On her mother’s heartbreak:

“Once, a boyfriend left Mom suddenly, on the Fourth of July. He woke up at our place, went home to pick up some things before meeting her at a friend’s barbeque, and never showed up. A couple of weeks later, we drove to his house. I sat in the car while she went inside. After about a half an hour, she returned, throwing herself into the seat, her right hand wrapped in a paper towel. It had little flowers printed on it and blood was soaking through, a dark, fast-spreading bloom. Many years later, I learned that she had slammed her fist into a window in a rage and broken through. But if I saw her explode that day, I don’t remember. Instead I remember her mouth in a taut line, and her left hand palm-flat on the steering wheel, carving a smooth arc as she backed us up the steep driveway and onto the road in one perfect, sweeping motion.”

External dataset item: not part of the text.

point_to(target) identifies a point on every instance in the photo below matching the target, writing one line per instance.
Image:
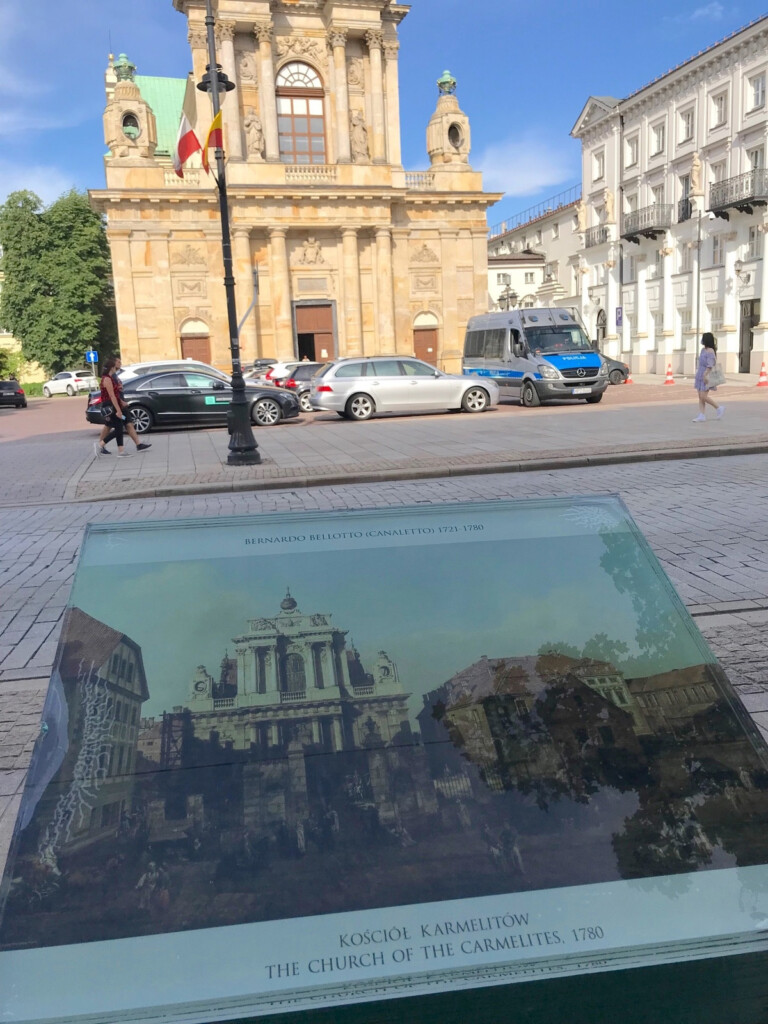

On the search for her mother’s killer:

“The police told me it was very important that I not share the details of what I had witnessed with anyone but them and other officials, because there were things that only the killer and I could know. We had to ensure that if someone other than me revealed any of that information, it would be incriminating. So the killer and I were bound by the dark connection that only the police could see. I didn’t discuss the events of that night with anyone in the family, and no one asked me questions. I couldn’t figure out if they were trying to avoid upsetting me or if they couldn’t handle hearing my answers.”

On finding a photo of the murder scene:

“My hand turns it over before I can stop. I watch this hand move of its own accord, and as the photo flips, I think, I can take it. It will be fine. But it’s the worst one, a horrifying picture of my mother’s body. A close-up. And I am instantly angry at myself. I am tired of this impulse to wound myself so that I can prove that I’ll heal.”